Wolfram Computation Meets Knowledge

Wolfram Summer School

Alumni

Monica Linden

Educational Innovation

Class of 2017

Bio

Monica Linden is a senior lecturer in the neuroscience department at Brown University. She completed her PhD in neuroscience and her SB degrees in mathematics with computer science and brain and cognitive sciences at MIT. In addition to teaching a variety of courses in neuroscience, Monica’s research area is the scholarship of teaching and learning, with a focus in metacognition and automated assessment feedback. Monica is also interested in politics and is currently running for school committee member in Franklin, Massachusetts. Last year, Monica won a blue ribbon for a crocheted sweater at the Big E.

Computational Essay

Creating Neural Tuning Curves »

Project: Computation for Neuroscience

Goal of the project:

The goal of the Computation for Neuroscience project is to create a book in the style of An Elementary Introduction to the Wolfram Language to teach computational thinking skills for neuroscience. This book can serve as the main text for a course of the same name and can also provide supplementary activities for preexisting neuroscience courses that include computational material.

Summary of work:

Because so much of neuroscience is inherently computational, it is challenging to determine how to best organize a book on this broad topic. Approaching the book as the main text for a course of the same name allows for the book creation to revolve around the goals and structure of the course.

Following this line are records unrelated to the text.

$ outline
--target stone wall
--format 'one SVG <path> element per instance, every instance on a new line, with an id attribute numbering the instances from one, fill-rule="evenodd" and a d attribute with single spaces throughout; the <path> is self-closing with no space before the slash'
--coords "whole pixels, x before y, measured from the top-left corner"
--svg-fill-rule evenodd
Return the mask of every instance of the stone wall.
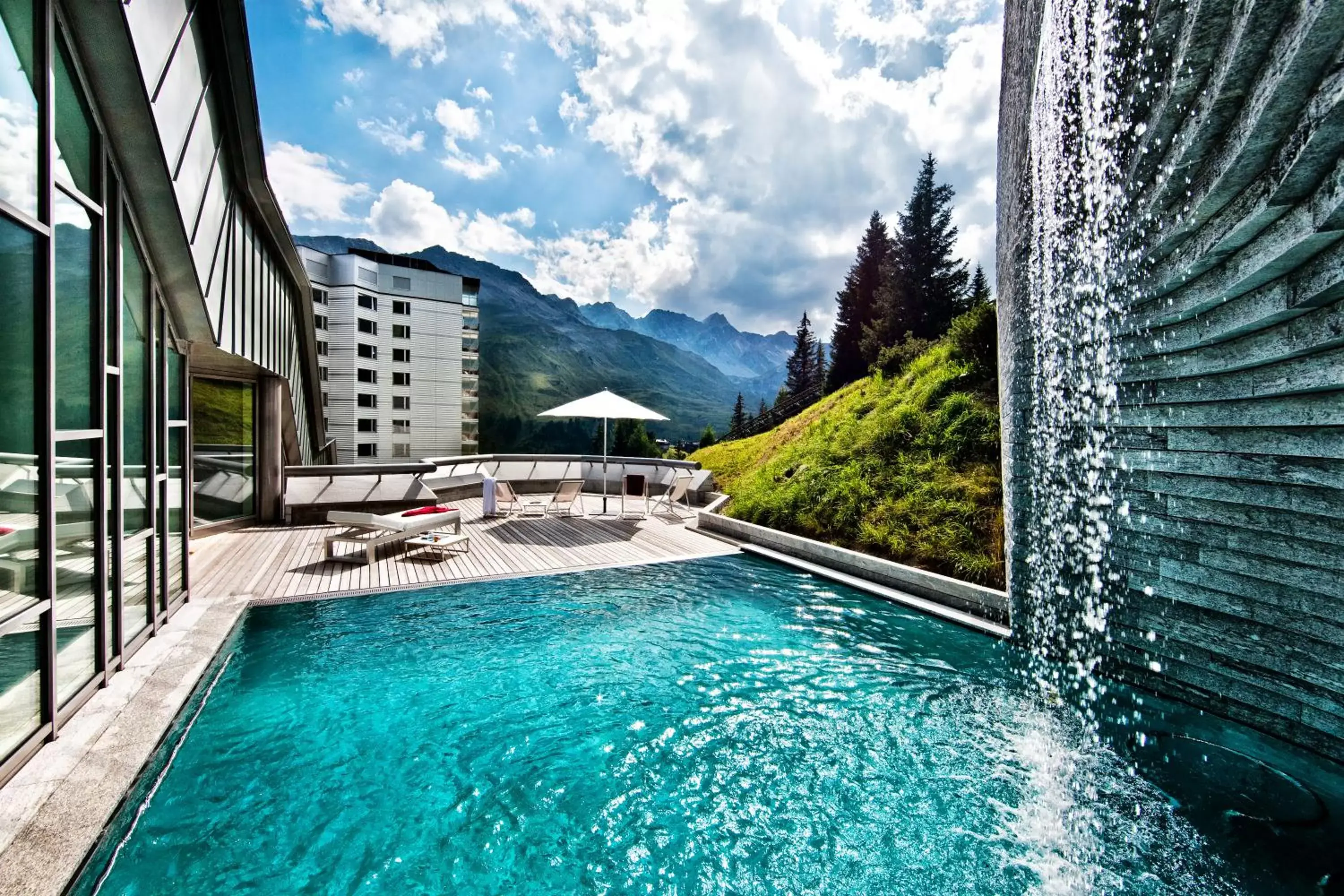
<path id="1" fill-rule="evenodd" d="M 999 302 L 1009 592 L 1031 555 L 1025 265 L 1042 0 L 1008 0 Z M 1344 760 L 1344 3 L 1148 3 L 1120 324 L 1129 516 L 1105 670 Z M 1126 85 L 1137 90 L 1140 85 Z M 1023 638 L 1030 633 L 1019 631 Z"/>

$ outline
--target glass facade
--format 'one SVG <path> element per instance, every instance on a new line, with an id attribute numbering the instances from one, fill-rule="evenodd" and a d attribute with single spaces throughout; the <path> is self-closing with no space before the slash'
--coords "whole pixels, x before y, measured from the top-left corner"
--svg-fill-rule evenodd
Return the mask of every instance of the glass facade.
<path id="1" fill-rule="evenodd" d="M 251 383 L 191 382 L 195 525 L 255 513 L 255 391 Z"/>
<path id="2" fill-rule="evenodd" d="M 58 20 L 0 0 L 0 776 L 187 587 L 187 357 Z"/>

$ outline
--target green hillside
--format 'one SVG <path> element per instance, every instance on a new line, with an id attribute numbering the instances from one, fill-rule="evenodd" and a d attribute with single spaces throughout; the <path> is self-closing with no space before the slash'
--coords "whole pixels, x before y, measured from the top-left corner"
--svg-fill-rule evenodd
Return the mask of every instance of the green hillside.
<path id="1" fill-rule="evenodd" d="M 732 496 L 728 516 L 1003 587 L 997 386 L 965 333 L 691 457 Z"/>

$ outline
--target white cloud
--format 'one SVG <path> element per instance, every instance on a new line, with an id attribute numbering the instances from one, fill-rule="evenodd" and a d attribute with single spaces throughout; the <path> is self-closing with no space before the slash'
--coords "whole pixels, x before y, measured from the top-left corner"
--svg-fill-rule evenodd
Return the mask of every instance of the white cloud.
<path id="1" fill-rule="evenodd" d="M 573 70 L 558 113 L 659 196 L 532 250 L 548 287 L 792 326 L 829 306 L 868 214 L 892 220 L 925 152 L 957 189 L 958 253 L 993 273 L 1001 0 L 312 0 L 413 64 L 454 28 L 542 39 Z M 500 58 L 505 71 L 520 59 Z M 445 105 L 450 103 L 450 105 Z M 444 101 L 444 165 L 485 129 Z M 528 129 L 540 138 L 535 118 Z M 547 157 L 539 140 L 501 156 Z M 645 266 L 645 267 L 641 267 Z M 827 320 L 825 313 L 818 320 Z"/>
<path id="2" fill-rule="evenodd" d="M 386 121 L 379 118 L 362 118 L 359 121 L 359 129 L 401 156 L 407 152 L 419 152 L 425 149 L 425 132 L 417 130 L 411 133 L 410 130 L 411 122 L 414 121 L 415 116 L 403 121 L 398 121 L 395 118 L 387 118 Z"/>
<path id="3" fill-rule="evenodd" d="M 532 240 L 513 227 L 531 227 L 535 215 L 519 208 L 499 216 L 449 212 L 434 201 L 434 193 L 394 180 L 374 200 L 368 212 L 368 236 L 391 251 L 409 253 L 426 246 L 442 246 L 449 251 L 468 255 L 500 257 L 521 255 L 532 249 Z"/>
<path id="4" fill-rule="evenodd" d="M 366 199 L 368 184 L 352 184 L 332 168 L 328 156 L 277 142 L 266 153 L 266 173 L 290 222 L 351 222 L 349 203 Z"/>
<path id="5" fill-rule="evenodd" d="M 500 160 L 491 153 L 485 153 L 485 157 L 481 159 L 460 150 L 449 152 L 439 161 L 444 164 L 444 168 L 468 180 L 485 180 L 504 169 Z"/>
<path id="6" fill-rule="evenodd" d="M 574 125 L 587 121 L 587 105 L 569 90 L 560 94 L 559 111 L 560 120 L 569 124 L 570 130 L 574 130 Z"/>
<path id="7" fill-rule="evenodd" d="M 434 121 L 444 126 L 444 140 L 476 140 L 481 136 L 481 118 L 476 109 L 458 106 L 452 99 L 439 99 L 434 106 Z"/>

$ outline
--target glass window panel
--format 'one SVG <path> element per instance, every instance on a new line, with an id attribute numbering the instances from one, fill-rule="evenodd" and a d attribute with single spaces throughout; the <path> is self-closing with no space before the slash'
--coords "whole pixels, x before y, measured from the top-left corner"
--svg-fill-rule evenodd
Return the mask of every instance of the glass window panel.
<path id="1" fill-rule="evenodd" d="M 181 399 L 183 399 L 183 367 L 185 367 L 185 359 L 181 352 L 176 348 L 168 347 L 168 419 L 169 420 L 183 420 Z"/>
<path id="2" fill-rule="evenodd" d="M 94 476 L 91 441 L 56 443 L 56 697 L 62 705 L 94 674 Z"/>
<path id="3" fill-rule="evenodd" d="M 83 90 L 75 81 L 70 51 L 65 40 L 56 40 L 56 176 L 74 184 L 85 196 L 98 199 L 97 132 L 85 103 Z M 56 220 L 60 220 L 59 214 Z"/>
<path id="4" fill-rule="evenodd" d="M 56 429 L 89 430 L 94 420 L 98 302 L 93 261 L 97 219 L 55 191 L 56 216 Z"/>
<path id="5" fill-rule="evenodd" d="M 0 218 L 0 619 L 38 602 L 38 246 L 34 234 Z"/>
<path id="6" fill-rule="evenodd" d="M 0 759 L 42 723 L 42 641 L 38 625 L 0 637 Z"/>
<path id="7" fill-rule="evenodd" d="M 129 228 L 121 240 L 122 527 L 129 539 L 149 528 L 149 274 Z"/>
<path id="8" fill-rule="evenodd" d="M 253 516 L 253 386 L 191 380 L 194 523 Z"/>
<path id="9" fill-rule="evenodd" d="M 185 472 L 183 469 L 183 449 L 187 438 L 185 427 L 168 430 L 168 480 L 164 482 L 163 508 L 167 516 L 164 521 L 164 539 L 167 541 L 167 557 L 164 568 L 168 571 L 168 591 L 164 600 L 172 600 L 181 594 L 183 586 L 183 508 L 185 506 Z M 249 497 L 251 489 L 249 485 Z"/>
<path id="10" fill-rule="evenodd" d="M 38 216 L 35 59 L 32 0 L 0 0 L 0 199 L 34 218 Z"/>
<path id="11" fill-rule="evenodd" d="M 153 576 L 152 539 L 148 532 L 124 541 L 121 555 L 121 642 L 124 645 L 149 625 L 149 582 Z"/>

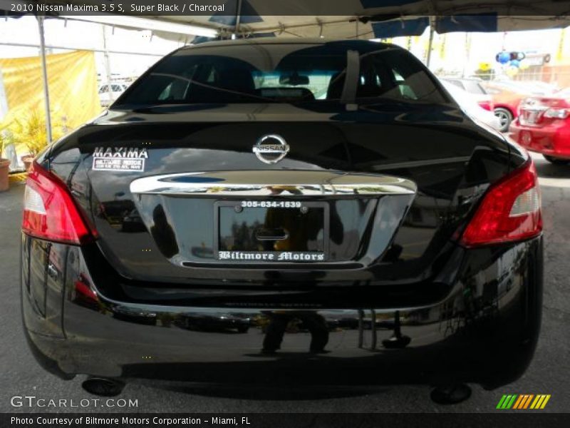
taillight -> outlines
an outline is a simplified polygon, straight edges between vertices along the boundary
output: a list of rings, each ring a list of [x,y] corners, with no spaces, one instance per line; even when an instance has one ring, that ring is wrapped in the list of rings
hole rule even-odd
[[[26,182],[24,233],[51,241],[84,244],[97,237],[58,177],[34,162]]]
[[[475,247],[522,240],[542,231],[538,176],[529,159],[487,190],[461,243]]]

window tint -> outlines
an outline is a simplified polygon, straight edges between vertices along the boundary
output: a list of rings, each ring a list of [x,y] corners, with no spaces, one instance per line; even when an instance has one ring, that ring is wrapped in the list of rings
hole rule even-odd
[[[484,89],[475,81],[465,81],[463,84],[465,86],[465,91],[471,93],[485,93]]]
[[[356,51],[356,63],[347,59],[349,51]],[[347,76],[356,81],[345,84]],[[359,102],[445,101],[424,67],[399,48],[252,44],[179,51],[132,85],[115,107],[338,101],[346,96],[343,91]]]

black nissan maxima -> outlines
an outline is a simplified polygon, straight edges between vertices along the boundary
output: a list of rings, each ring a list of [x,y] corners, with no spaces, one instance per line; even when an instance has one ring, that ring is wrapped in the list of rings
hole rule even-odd
[[[102,394],[150,378],[458,401],[530,362],[542,229],[528,154],[407,51],[187,46],[34,163],[25,332]]]

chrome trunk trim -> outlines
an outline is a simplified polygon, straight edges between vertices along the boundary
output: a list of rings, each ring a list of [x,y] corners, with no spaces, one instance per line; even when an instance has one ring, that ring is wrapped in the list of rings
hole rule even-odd
[[[135,194],[188,196],[342,196],[413,195],[410,180],[341,171],[254,170],[152,175],[130,183]]]

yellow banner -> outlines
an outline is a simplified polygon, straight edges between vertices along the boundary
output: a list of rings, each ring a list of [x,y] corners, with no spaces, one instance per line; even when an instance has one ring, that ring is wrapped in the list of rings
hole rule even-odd
[[[46,61],[52,133],[56,140],[93,118],[101,111],[101,106],[93,52],[48,55]],[[16,151],[27,153],[29,147],[23,140],[45,139],[45,133],[43,136],[35,135],[41,128],[38,122],[45,124],[41,59],[39,56],[0,59],[0,73],[8,103],[0,131],[11,131]]]

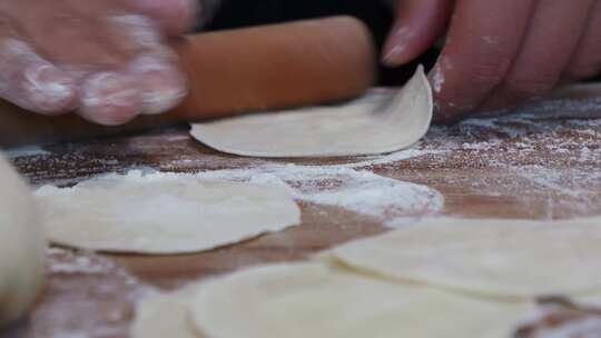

Therefore, I created a draft syllabus for Computation for Neuroscience, modeled on a draft syllabus for Introduction to Computational Thinking, which I also created. Computation for Neuroscience (the course) will use Wolfram Notebooks in four ways: in class lectures, in class activities, in short student “explorations” and in more in-depth student “projects.” Students in a Computation for Neuroscience class can create their own books by compiling the notebooks used by the instructors and created by the students themselves in the course. Computation for Neuroscience (the book) will provide the notebooks necessary to facilitate course instruction. Subsets of the book can also be incorporated into preexisting courses to help students explore computational topics.

Results and future work:

During the Wolfram Summer School, I produced two draft course syllabi—one for Introduction to Computational Thinking and one adapted from the syllabus for the Computation for Neuroscience course. I created three student activities. The first demonstrates the effects of bin size on histograms. The second shows the effects of logarithmic axes when plotting exponential functions, and relates this idea to plots of sensory receptor adaptation. The final activity allows students to relate plots in different coordinate systems. I created one student exploration entitled “Where do tuning curves come from?” and sketched out a student project called “How do we know where to look?” that builds on some of the activities and the exploration I created. All of these activities, the exploration and the project were selected because they can be incorporated into a workbook to accompany my preexisting course Neural Systems at Brown University, in addition to serving as content for the Computation for Neuroscience book. Moving forward, I will continue to work on the syllabus for the class, extend the outline for the book and develop content for both the class and the book itself.